'Blather and hysteria': Conservative columnist explains why GOP anti-impeachment ‘antics’ just crashed and burned
Rep. Jim Jordan of Ohio, Rep. Devin Nunes of California and other House Republicans were clearly trying to rally the Trumpian base on Wednesday, when the impeachment inquiry against President Donald Trump offered its first public testimony. Jordan and Nunes aggressively tried to discredit the inquiry and the two witnesses who testified: diplomat William B. Taylor (U.S. ambassador to Ukraine) and Deputy Assistant Secretary of State George P. Kent. But conservative Washington Post opinion writer Jennifer Rubin, in a Wednesday column, stressed that House Republicans — for all their “antics and conspiracy theories” — failed to show why Trump shouldn’t be impeached, while House Intelligence Chairman Adam Schiff and other House Democrats showed why he should.
The public impeachment hearings, Rubin noted, “seek to establish whether President Trump bribed a foreign power to help him smear a political rival”: former Vice President Joe Biden — and Schiff “outlined the basic factual narrative” and the “facts that Republicans have yet to contradict, let alone disprove.”
“Nunes ignored the factual account Schiff laid out, and the contrast between the two sides — one relying on facts, and the other resorting to blather and hysteria — was clear,” Rubin asserts. “The complete absence of any factual or legal defense (of Trump) was telling.”
The “blather and hysteria” that Rubin is referring to included Nunes, during the inquiry, promoting the Crowdstrike conspiracy theory — which claims that in 2016, the real interference in the 2016 presidential election came not from the Russia government, but from the Ukraine government. And while House Republicans were spewing nonsense, Rubin writes, Democrats were using the witnesses to lay out real evidence.

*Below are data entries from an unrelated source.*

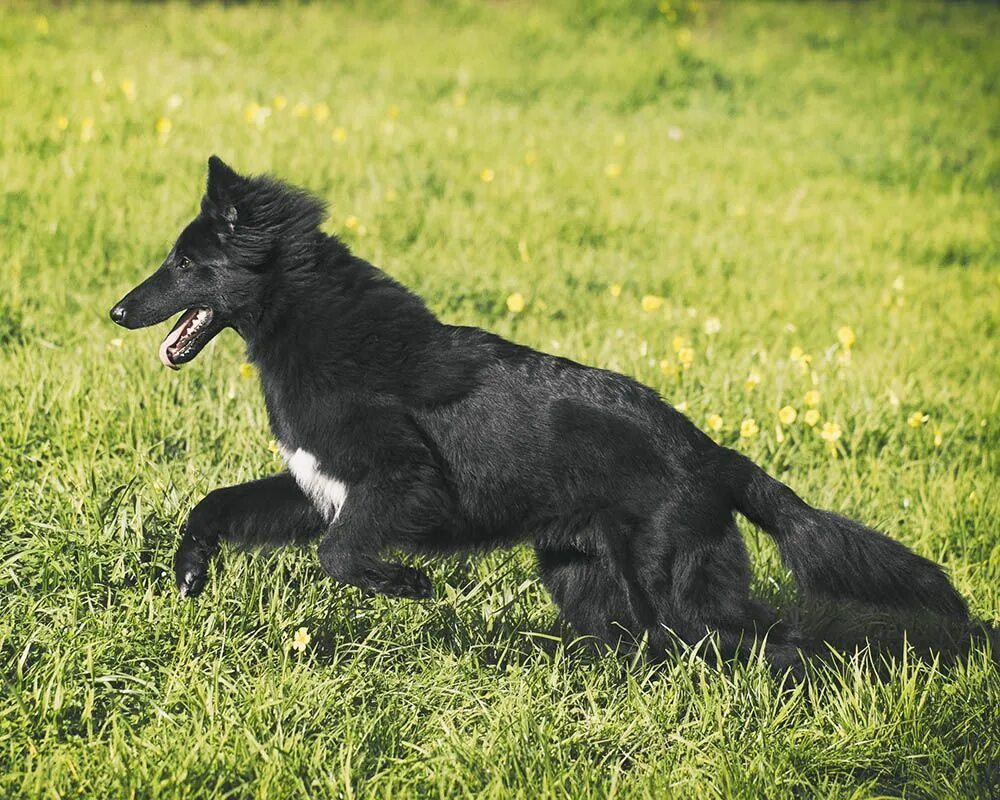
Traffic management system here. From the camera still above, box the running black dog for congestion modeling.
[111,156,966,669]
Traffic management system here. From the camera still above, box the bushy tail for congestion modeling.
[719,450,968,618]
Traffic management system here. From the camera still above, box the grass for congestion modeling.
[0,0,1000,798]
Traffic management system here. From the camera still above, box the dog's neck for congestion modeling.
[238,239,441,390]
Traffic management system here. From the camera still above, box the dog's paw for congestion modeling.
[378,567,434,600]
[174,544,208,597]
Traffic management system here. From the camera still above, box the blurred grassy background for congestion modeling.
[0,2,1000,797]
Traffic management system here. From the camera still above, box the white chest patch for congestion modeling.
[278,444,347,522]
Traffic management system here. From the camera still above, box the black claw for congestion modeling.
[174,542,208,597]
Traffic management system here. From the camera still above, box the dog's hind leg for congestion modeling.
[661,520,803,673]
[535,545,644,652]
[174,473,326,597]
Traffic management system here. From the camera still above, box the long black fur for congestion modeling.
[112,157,966,669]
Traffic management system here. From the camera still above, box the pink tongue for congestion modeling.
[160,309,198,369]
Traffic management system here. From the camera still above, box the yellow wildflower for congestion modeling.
[819,422,843,444]
[292,628,312,653]
[837,325,858,350]
[639,294,663,311]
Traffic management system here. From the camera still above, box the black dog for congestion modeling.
[111,156,966,669]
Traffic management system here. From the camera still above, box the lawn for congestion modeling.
[0,0,1000,798]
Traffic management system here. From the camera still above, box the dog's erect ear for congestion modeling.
[205,156,244,230]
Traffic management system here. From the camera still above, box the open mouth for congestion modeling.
[160,308,218,369]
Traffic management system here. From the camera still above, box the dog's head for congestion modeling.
[111,156,324,369]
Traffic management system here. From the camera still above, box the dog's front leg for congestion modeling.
[318,485,446,600]
[174,473,325,597]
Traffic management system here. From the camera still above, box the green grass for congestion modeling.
[0,0,1000,798]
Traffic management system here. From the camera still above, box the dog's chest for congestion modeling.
[278,443,347,522]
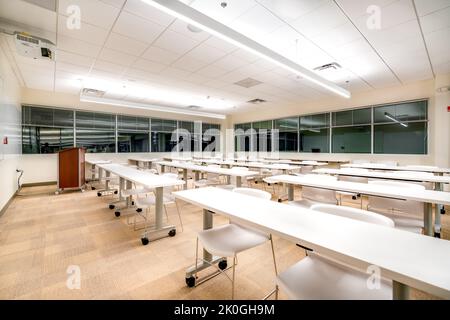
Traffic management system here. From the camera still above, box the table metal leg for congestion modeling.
[392,280,409,300]
[183,169,187,190]
[141,187,176,245]
[423,203,433,236]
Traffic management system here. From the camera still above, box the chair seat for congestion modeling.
[198,223,268,257]
[277,255,392,300]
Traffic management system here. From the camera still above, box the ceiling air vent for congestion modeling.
[314,62,342,71]
[247,98,267,104]
[234,78,262,88]
[81,88,106,97]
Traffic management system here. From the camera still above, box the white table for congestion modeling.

Taylor, Rubin observes, “dropped a new fact bomb: a staffer had overheard (Ambassador Gordon) Sondland talking to Trump about ‘investigations.’ The staffer asked Sondland what Trump thought of Ukraine, and Sondland told him Trump cared less about Ukraine than about the investigations into Biden.”
Rubin adds, “In response to questions from Schiff after this bombshell, Taylor reiterated that security assistance had allowed Ukraine to defend against Russian measures.”
Some of the most productive questioning of the witnesses, Rubin asserts, came from Democratic counsel Daniel S. Goldman, who “asked Taylor if he ever heard, in all his years of service, of military aid being withheld for the personal or political benefit of the president.” Taylor’s response: “No, Mr. Goldman, I have not."
And Rubin points out that Taylor went on testify, “It is one thing to leverage a meeting in the White House; it is another thing to leverage security assistance.”
Rubin concludes her column by emphasizing that Wednesday’s hearing only presented two of the many witnesses Democrats have asked to publicly testify in the impeachment inquiry.
“There will be much more to say as these hearings continue,” Rubin asserts. “At this point, though, aside from antics and conspiracy theories, Republicans have no factual rebuttal to the damning testimony that Trump put Ukraine at risk by withholding critical security assistance unless Ukraine helped his reelection effort. Nothing could be more impeachable than that.”